2. Mission Plan. In addition to understanding the feasibility and the value of the site, it is imperative for the organization to reflect on its own mission plan. Every institution is unique; the organization must reflect on and set forth its goals for the future. Oftentimes, a nonprofit’s goals include increasing property usage and therefore generating income streams, while simultaneously strengthening the organizations connection to the community (such as, through providing educational facilities, social and health services, community offices, and affordable/market-rate housing).
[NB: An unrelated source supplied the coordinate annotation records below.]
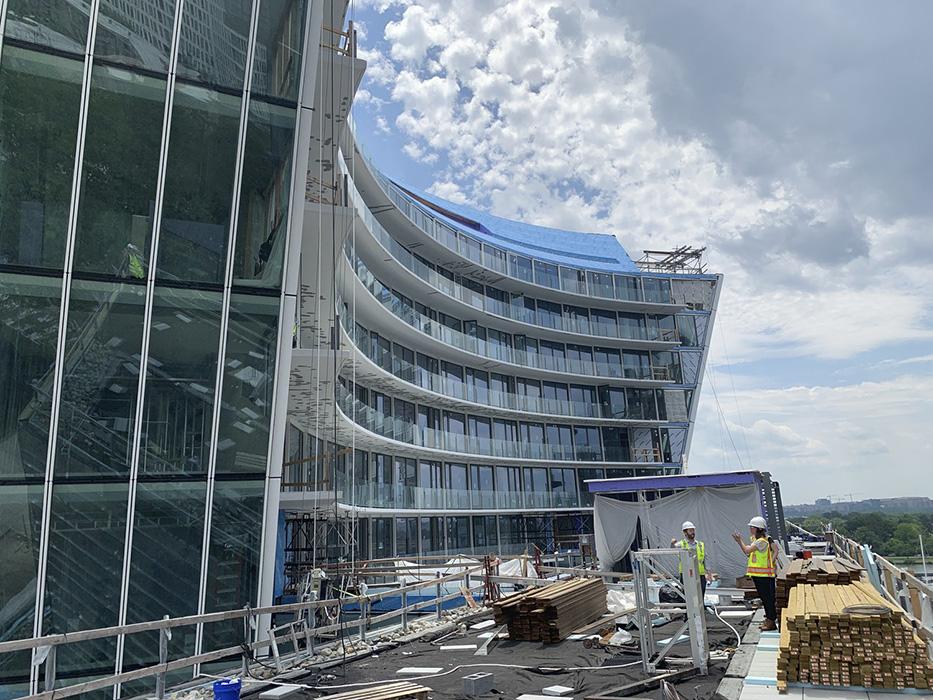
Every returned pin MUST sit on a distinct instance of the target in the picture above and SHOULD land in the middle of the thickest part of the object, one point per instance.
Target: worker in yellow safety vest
(762, 566)
(690, 541)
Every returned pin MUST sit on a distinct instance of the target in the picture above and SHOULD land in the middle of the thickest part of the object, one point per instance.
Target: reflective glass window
(279, 41)
(198, 185)
(264, 195)
(100, 380)
(657, 290)
(118, 178)
(248, 383)
(133, 36)
(21, 515)
(627, 288)
(84, 570)
(546, 274)
(29, 309)
(586, 441)
(214, 41)
(520, 267)
(39, 100)
(233, 556)
(587, 498)
(167, 536)
(573, 280)
(633, 326)
(432, 536)
(58, 24)
(616, 445)
(686, 329)
(458, 534)
(180, 380)
(600, 284)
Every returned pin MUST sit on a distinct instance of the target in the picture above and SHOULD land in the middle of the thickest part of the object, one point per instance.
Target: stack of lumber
(848, 635)
(400, 690)
(551, 613)
(814, 572)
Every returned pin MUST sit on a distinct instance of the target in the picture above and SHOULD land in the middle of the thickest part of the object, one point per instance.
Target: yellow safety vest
(761, 563)
(701, 557)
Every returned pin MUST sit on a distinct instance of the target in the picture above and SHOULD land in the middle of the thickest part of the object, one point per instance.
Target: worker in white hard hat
(690, 541)
(762, 566)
If the organization’s goal is to remain physically on the site in some capacity, the mission planning should include the needs of current and future members and the changing community around the site. 

3. Space Planning. The next component in the due diligence process is formulating a space plan or a relocation plan in light of the organization’s mission goals.

 If a nonprofit plans to remain on the site (whether to subdivide the property/building or through the construction of a new unit within a larger project), the nonprofit must consider their space requirements in the initial due diligence steps. The organization should hire an architect or a space planning consultant to assist in the development of a space and design schematic. It is imperative to generate an efficient space plan to meet the long-term needs of the organization and community. An efficient space plan often is accomplished by creating flexible and multi-purpose spaces that can easily be converted and used for various activities. 

In the alternative, if the organization plans to sell the property, the organization must contemplate the future goals of the organization and how the proceeds of the sale will be best utilized. This analysis may include understanding the cost of leasing or purchasing a new site, merging with another entity, or dissolving and donating the funds in furtherance of the nonprofit’s mission and in accordance with the law. 

4. Business Plan. The fourth step in the due diligence process is developing a business plan. 

A business plan includes reviewing historical financial records, formulating procedures for maintaining accurate accounts and budgeting for expense projections during and after the completion of the transaction. Depending on the specific real estate transaction, the nonprofit should account for the projected cost to vacate the building, temporarily or permanently relocate, move into a new space, and manage and oversee the transaction. 

Furthermore, if the organization obtains cash upfront and/or rent over a period of time, the nonprofit should formulate a proposal for investing the funds into an endowment to support the perpetual existence and the good work of the organization. Investment policies that meet the needs and financial goals of the nonprofit should be decided upon prior to entering into any real estate transaction. 

5. Forming a Team. Nonprofits are often not in the “real estate business” and therefore it is imperative to involve experts early on in the process. The organization should, at the very least, engage an architect and attorney and, possibly, a broker and financial advisor as well. There are intricate tax implications and New York State requirements to obtain approval of a real estate transaction for nonprofits (i.e. attorney general/court approval process) and therefore it is absolutely necessary to hire an attorney with experience working on similar real estate transactions with nonprofits. In addition, the organization should form internal committees to work with outside experts and to represent the desires of the members of the organization and the community. 

For many nonprofits the thought of entering into a real estate transaction can be daunting; however, the abovementioned due diligence steps will provide the organization with the necessary tools to prepare for a successful real estate transaction. 

Jodi Warren, Esq., is an associate at Capell Barnett Matalon & Schoenfeld, New York, N.Y.